American manufacturing is reestablishing its global dominance after decades of decline. In spite of the drum beat of political rhetoric about tax breaks and other bi-partisan legislative incentives, the resurgence in American manufacturing is driven by automation with robotics and the application of Industrial Internet of Things (IIoT). The combination of automation and IIoT have come to be known as Smart Manufacturing or Industry 4.0.
Smart manufacturing enabled by the IIoT offers much greater visibility into processes, assets, and products. With IIoT, sensor data from the manufacturing environment is delivered to the Cloud for analysis.
One of the many breakthroughs that comes with Smart Manufacturing is the application of computer vision, an application of artificial intelligence (AI), to understand and interpret the actions on the manufacturing floor, drastically different from any existing systems such as Shop Floor Control and SCADA that requires human to configure and define the process and corresponding interpretations.
With Smart Manufacturing technologies, another major breakthrough comes via the techniques used in Lean Six Sigma to improve processes and reduce waste of all kinds. Lean was introduced to the United States via the Toyota Manufacturing System and its Just-In-Time (JIT) philosophy back in the 1970’s and 1980’s. Motorola introduced Six Sigma in 1986 as a framework for process improvement and variation reduction. The combined Lean Six Sigma approach to process improvement has proven successful for many years and in a variety of industries beyond manufacturing. For example, most all of the large global banks have Lean Six Sigma programs.
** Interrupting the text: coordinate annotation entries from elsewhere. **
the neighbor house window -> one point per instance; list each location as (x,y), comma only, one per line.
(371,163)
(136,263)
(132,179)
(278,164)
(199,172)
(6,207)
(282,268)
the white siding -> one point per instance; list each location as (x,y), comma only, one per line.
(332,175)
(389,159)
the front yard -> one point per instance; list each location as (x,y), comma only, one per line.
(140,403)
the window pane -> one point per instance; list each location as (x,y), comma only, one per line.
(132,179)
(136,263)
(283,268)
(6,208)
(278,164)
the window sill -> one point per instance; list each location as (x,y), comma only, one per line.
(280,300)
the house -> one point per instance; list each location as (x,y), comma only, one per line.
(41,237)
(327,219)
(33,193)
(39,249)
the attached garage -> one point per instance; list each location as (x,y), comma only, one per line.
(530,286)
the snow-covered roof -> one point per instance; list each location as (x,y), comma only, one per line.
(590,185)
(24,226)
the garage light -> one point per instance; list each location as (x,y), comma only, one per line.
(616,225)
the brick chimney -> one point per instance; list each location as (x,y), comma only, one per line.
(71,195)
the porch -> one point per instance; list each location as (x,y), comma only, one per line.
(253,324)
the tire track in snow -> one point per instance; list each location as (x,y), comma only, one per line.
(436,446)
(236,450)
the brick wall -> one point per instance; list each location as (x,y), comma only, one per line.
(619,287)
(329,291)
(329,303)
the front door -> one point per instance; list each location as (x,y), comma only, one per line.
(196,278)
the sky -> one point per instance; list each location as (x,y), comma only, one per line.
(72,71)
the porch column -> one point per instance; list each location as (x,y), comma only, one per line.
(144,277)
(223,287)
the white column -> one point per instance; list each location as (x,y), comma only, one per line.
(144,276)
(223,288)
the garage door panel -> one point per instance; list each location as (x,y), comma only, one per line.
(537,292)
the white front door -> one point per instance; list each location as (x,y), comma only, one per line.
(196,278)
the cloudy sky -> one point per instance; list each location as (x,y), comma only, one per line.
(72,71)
But there have been significant constraints to the success of Lean Sigma projects and initiatives in data collection and sustainability since its introduction:
- Data collection is often a labor-intensive and short-term snap-shot in time. Even when capturing large volumes of historical data, there is no easy means to continuously collect data throughout a project’s life cycle. This was less of an issue in the past with longer product life cycles and more stable processes. Today we operate in a very dynamic environment, with shorter and shorter product life spans, very demanding customers, rapid advances in automation, and mergers and acquisitions.
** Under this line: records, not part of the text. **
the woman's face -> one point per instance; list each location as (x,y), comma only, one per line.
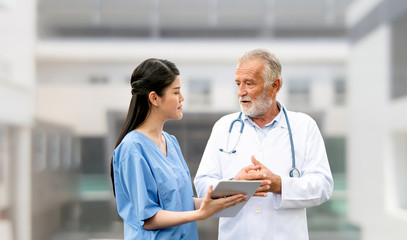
(171,101)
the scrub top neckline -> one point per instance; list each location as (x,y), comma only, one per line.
(153,143)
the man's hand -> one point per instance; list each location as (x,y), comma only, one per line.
(274,180)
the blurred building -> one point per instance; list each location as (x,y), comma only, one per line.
(17,107)
(377,156)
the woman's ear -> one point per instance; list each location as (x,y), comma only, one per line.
(276,85)
(153,98)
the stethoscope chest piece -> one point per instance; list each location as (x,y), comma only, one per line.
(295,173)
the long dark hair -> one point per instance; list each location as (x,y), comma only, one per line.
(151,75)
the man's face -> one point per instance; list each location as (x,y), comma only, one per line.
(254,99)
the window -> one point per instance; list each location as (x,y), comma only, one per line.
(3,168)
(399,57)
(299,92)
(39,150)
(399,169)
(340,91)
(54,151)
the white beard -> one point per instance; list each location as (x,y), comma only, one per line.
(258,107)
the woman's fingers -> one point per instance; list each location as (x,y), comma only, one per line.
(208,195)
(233,200)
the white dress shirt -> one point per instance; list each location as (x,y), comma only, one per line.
(277,216)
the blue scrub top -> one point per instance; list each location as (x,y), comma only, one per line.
(147,181)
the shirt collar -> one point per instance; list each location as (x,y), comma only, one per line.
(278,120)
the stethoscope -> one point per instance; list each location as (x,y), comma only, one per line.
(294,172)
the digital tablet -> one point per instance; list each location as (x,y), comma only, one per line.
(227,188)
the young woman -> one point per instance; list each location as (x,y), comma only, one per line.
(151,180)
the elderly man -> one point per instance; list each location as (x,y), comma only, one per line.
(284,149)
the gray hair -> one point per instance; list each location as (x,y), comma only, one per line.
(272,69)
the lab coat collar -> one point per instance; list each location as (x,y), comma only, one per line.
(279,120)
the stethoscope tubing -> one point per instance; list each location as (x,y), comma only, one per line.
(294,172)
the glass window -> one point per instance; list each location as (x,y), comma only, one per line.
(299,92)
(199,92)
(66,151)
(54,151)
(399,169)
(399,57)
(340,91)
(3,169)
(39,150)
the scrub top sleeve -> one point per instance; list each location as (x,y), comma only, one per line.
(316,183)
(141,187)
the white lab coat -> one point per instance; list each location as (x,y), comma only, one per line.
(277,216)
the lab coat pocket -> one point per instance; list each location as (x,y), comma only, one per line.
(231,165)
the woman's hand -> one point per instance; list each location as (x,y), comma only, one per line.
(211,206)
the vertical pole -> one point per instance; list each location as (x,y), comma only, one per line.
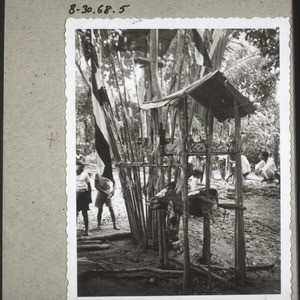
(184,174)
(240,252)
(206,220)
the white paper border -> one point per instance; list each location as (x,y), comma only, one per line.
(285,135)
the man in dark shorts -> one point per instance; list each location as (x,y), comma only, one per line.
(83,193)
(106,190)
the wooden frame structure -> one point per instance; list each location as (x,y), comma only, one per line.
(222,101)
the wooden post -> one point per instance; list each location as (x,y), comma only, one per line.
(206,221)
(240,251)
(184,191)
(160,239)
- Sustainability of process improvements has been a chronic problem for many years. Six Sigma’s project management framework meant that oversight ended at project’s end. It was hoped that a business owner would assume responsibility for continuing the new and improved process, but little was in place to assure this occurred. Lean applies a continuous improvement philosophy which should assure more sustainability but suffers from many of the same issues as Six Sigma projects.
My personal experience dates back some 30 years with Lean and 10 years with Six Sigma. We could never satisfactorily resolve the data collection and sustainability problems, even in very well-funded and well-supported projects. But help has finally arrived after all these years with Smart Manufacturing and IIoT.
Because the data is continuously gathered in an unobtrusive manner, the age-old Hawthorne effect is defeated – people acting differently when they know they are being observed. Hawthorne maintained that people would eventually revert back to their pre-project behavior once the observers departed. Therefore, the improvements were not sustainable. Hawthorne goes away and sustainability of process improvements is possible with continuous data collection, reporting, and alerts.
Continuous data collection is also great for flagging process changes with or without a formal project in place. Because real-time alerts generate new insights and are communicated to all relevant stakeholders, there is total transparency and accountability.
The marriage of Smart Manufacturing and Lean Six Sigma is just beginning to be understood. For those of us trained in traditional statistical-driven data collection, the changes are quite dramatic and a bit frightening. So much for all the classes in sampling techniques, when you can analyze all the data and over a very long period of time. At Atollogy, we provided these Smart Manufacturing techniques to help a variety of industries as diverse as machining, produce packing, and truck terminals to improve their Lean Six Sigma efforts.
Continuous improvement leaders will see an opportunity to dramatically improve both the quality and quantity of their efforts. The laggards risk losing their relevance and utility as their management embraces Smart and Lean Manufacturing.